First phase construction of a big crude oil export pipeline from Kazakhstan to the Black Sea is poised to proceed.
Caspian Pipeline Consortium Ltd. (CPC) plans Phase I construction of 155 miles of 40 in. line in Russia from Kropotkin to a deepwater terminal to be built on the Black Sea coast near Krasnodar, northwest of Novorossiysk. Cost will be about $300 million for the line and terminal.
The aim of the ultimate 930 mile system, reported to carry a price tag of $1.2 billion, is to ease bottlenecks that limit oil exports from Russia and Kazakhstan via the Caspian Sea. An outlet on the Black Sea would provide access to oil shipments through Turkey's Bosporus strait into the Aegean and Mediterranean seas.
Ultimate export capacity of the CPC project could approach 2 million b/d.
PHASE I
Proposed Route for the Caspian Pipeline Consortium System (13399 bytes)
A prequalification process identified 10 contractors that will submit bids on Phase I. Overseas Bechtel Inc. and Willbros (Overseas) Ltd. conducted preengineering. J.P. Kenny Inc. will tender the engineering, procurement, and construction package.
A turnkey contract for engineering, procurement, and construction is to be let in the third quarter.
CPC said it will use engineers, manufacturers, constructors, and suppliers from sources that include Russia, France, Italy, Germany, Britain, and the U.S. At present, three Russian contractors - Transneft, Giprotruboprovod, and Stryoneft - are assisting in things such as administration, data gathering, transportation, communications, and acquisition of right-of-way.
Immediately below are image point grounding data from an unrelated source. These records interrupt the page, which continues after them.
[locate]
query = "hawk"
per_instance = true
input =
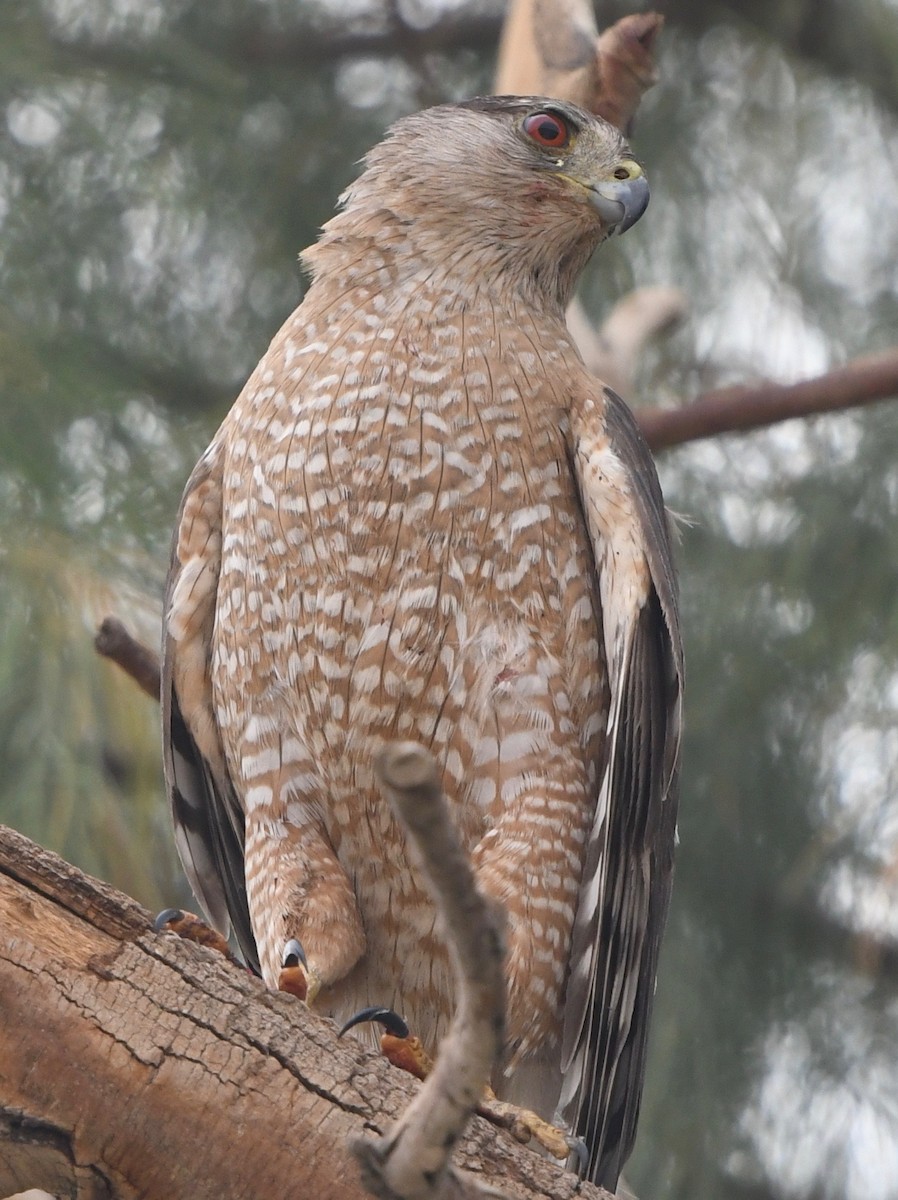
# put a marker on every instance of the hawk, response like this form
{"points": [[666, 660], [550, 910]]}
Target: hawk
{"points": [[425, 520]]}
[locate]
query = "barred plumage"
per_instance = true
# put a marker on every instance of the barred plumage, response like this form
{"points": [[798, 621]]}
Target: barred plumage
{"points": [[424, 520]]}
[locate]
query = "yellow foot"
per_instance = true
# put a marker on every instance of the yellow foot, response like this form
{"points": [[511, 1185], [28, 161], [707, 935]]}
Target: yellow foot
{"points": [[526, 1126], [297, 977], [405, 1050], [192, 929], [397, 1045]]}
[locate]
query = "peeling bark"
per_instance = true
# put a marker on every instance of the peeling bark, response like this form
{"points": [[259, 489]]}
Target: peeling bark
{"points": [[136, 1065]]}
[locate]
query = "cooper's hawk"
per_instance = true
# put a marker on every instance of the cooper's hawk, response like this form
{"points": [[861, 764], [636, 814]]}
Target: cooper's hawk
{"points": [[424, 520]]}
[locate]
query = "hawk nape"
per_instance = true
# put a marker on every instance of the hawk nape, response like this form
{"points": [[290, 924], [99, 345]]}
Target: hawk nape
{"points": [[425, 520]]}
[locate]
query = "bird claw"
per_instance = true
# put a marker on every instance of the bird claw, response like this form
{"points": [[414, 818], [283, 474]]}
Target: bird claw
{"points": [[297, 977], [526, 1126], [190, 927], [397, 1044]]}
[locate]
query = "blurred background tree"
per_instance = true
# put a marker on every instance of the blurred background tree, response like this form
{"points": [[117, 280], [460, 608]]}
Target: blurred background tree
{"points": [[161, 165]]}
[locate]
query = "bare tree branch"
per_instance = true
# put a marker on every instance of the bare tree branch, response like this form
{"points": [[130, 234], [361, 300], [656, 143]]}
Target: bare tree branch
{"points": [[736, 409], [552, 48], [114, 642], [137, 1065]]}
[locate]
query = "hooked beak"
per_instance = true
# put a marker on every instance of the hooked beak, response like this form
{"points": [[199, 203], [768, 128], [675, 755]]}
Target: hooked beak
{"points": [[620, 202]]}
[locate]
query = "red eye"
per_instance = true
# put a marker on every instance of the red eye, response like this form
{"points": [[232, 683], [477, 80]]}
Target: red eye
{"points": [[548, 130]]}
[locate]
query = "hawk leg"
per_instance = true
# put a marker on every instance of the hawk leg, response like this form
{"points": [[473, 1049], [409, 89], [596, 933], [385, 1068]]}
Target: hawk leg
{"points": [[401, 1048]]}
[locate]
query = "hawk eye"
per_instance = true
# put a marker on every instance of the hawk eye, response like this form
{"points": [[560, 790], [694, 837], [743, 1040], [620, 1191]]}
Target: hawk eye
{"points": [[546, 130]]}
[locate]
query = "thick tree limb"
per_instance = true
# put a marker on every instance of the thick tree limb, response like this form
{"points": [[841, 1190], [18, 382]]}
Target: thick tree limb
{"points": [[139, 1065], [737, 409]]}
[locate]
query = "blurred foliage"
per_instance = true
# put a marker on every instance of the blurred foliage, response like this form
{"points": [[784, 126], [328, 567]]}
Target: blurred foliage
{"points": [[161, 165]]}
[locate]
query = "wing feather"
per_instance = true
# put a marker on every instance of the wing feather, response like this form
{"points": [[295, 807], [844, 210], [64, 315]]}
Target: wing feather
{"points": [[205, 810], [626, 883]]}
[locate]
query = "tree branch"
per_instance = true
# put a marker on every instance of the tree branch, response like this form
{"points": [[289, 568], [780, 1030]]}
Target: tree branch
{"points": [[114, 642], [135, 1063], [737, 409]]}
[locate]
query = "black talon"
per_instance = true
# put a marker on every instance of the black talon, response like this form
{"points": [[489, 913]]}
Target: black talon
{"points": [[163, 918], [293, 954], [391, 1021]]}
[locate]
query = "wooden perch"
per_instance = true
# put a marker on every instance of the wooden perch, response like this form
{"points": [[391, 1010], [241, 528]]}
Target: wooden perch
{"points": [[136, 1065]]}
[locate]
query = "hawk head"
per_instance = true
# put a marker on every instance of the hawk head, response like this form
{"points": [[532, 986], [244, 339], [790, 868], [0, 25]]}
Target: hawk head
{"points": [[516, 190]]}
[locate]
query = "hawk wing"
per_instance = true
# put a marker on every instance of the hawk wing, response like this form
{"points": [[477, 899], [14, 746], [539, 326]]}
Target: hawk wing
{"points": [[627, 873], [208, 816]]}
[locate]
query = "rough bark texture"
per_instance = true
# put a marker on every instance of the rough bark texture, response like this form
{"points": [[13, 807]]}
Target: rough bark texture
{"points": [[135, 1065]]}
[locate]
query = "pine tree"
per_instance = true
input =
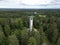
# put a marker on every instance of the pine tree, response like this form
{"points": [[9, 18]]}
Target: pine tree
{"points": [[13, 40], [2, 37], [7, 30], [58, 41], [24, 37], [52, 32], [32, 41]]}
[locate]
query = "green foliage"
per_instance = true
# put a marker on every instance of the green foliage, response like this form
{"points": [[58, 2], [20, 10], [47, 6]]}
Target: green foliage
{"points": [[7, 30], [13, 40], [32, 41], [2, 37]]}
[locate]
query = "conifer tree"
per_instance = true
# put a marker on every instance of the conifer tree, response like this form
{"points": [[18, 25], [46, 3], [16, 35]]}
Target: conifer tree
{"points": [[32, 41], [2, 37], [7, 30], [13, 40]]}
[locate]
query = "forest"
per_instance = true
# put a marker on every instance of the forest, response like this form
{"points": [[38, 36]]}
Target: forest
{"points": [[14, 27]]}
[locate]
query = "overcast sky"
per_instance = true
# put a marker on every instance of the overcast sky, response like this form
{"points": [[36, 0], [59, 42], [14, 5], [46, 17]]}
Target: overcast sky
{"points": [[30, 4]]}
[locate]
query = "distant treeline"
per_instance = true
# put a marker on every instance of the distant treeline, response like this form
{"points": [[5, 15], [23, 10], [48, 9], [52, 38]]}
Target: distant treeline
{"points": [[18, 12]]}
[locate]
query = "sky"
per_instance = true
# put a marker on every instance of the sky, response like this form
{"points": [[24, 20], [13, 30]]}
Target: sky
{"points": [[30, 4]]}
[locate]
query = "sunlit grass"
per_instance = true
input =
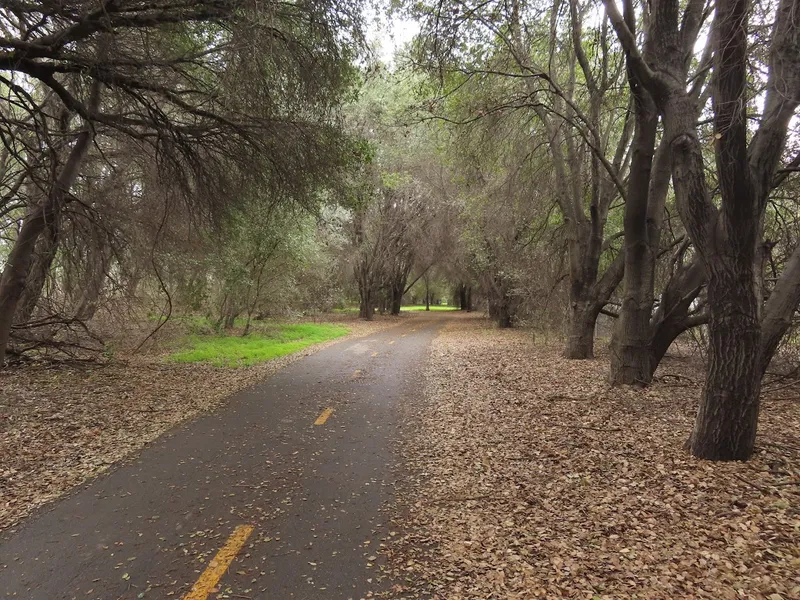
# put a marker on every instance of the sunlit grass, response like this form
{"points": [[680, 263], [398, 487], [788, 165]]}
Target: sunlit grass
{"points": [[266, 344]]}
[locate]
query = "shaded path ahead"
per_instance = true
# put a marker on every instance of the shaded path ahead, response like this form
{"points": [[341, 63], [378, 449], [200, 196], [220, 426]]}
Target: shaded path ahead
{"points": [[293, 505]]}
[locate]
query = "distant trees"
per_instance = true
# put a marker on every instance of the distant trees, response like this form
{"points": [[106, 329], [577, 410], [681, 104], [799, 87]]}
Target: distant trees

Construction, planned to get under way by January 1996, will mark the beginning of a project that ultimately will involve a pipeline system starting at Tengiz, Kazakhstan.
The route skirts the north end of the Caspian Sea, then runs through Astrakhanskaya, Komsomolskaya, and Kropotkin to the Novorossiysk area. Part of the system, from Tengiz to Komsomolskaya, has been in operation for some time.
The marine terminal will include an onshore tank farm and a single point mooring (SPM) system for offshore tanker loading.
Start-up of Phase I is scheduled by January 1997.
Until the second - and final - phase of the overall project is complete, the Kropotkin-Black Sea segment will obtain crude from an existing 28 in. line that runs from Tikhoretsk to Kropotkin. Oil arrives at Tikhoretsk via pipelines from Samara, Russia, and Lisichansk, Ukraine, that carry production from fields in western Siberia, the Volga-Ural region, and western Kazakhstan.
Completion of Phase I will enable exports of as much as 15 million metric tons/year (300,000 b/d) of crude from Russia and Kazakhstan.
PHASE II
The big boost in export capacity will come from CPC's Phase II. It will carry oil from fields in western Kazakhstan, including giant Tengiz, as well as oil fields in Azerbaijan.
Completion of Phase II from Komsomolskaya to Kropotkin will enable exports of an additional 62-75 million metric tons/year (1.24-1.5 million b/d) of oil from Kazakhstan, Russia, and Azerbaijan.
That will jump total export capacity to 77-90 million metric tons/year (1.54-1.8 million b/d).
Russia and Kazakhstan, each with a one third initial interest in Phase I, have guaranteed to ship minimum volumes of crude through the line's first phase, assuring its financial viability. Oman, which owns the remaining one third, will provide all equity and guarantee financing for Phase I.
Kazakhstan and Oman formed CPC in June 1992. The next month the partners invited Russia to join the project. In June 1993, Russia's participation in CPC gained approval from the Supreme Soviet.
Although Russia, Kazakhstan, and Oman are equal partners in CPC Class A voting shares, Oman agreed as part of Phase I implementation to acquire Class B shares representing an undivided 25% interest in the combine.
With that move, the new shareholding will be Russia and Kazakhstan 25% each and Oman 50%. However, CPC voting rights will still be shared equally among the three partners.
Chevron Corp., a partner 'with Kazakhstan in the Tengizchevroil joint megaventure for development of Tengiz field, is a potential large shipper on the CPC system. Press reports said Chevron declined an invitation to join the combine for lack of agreement on partnership terms.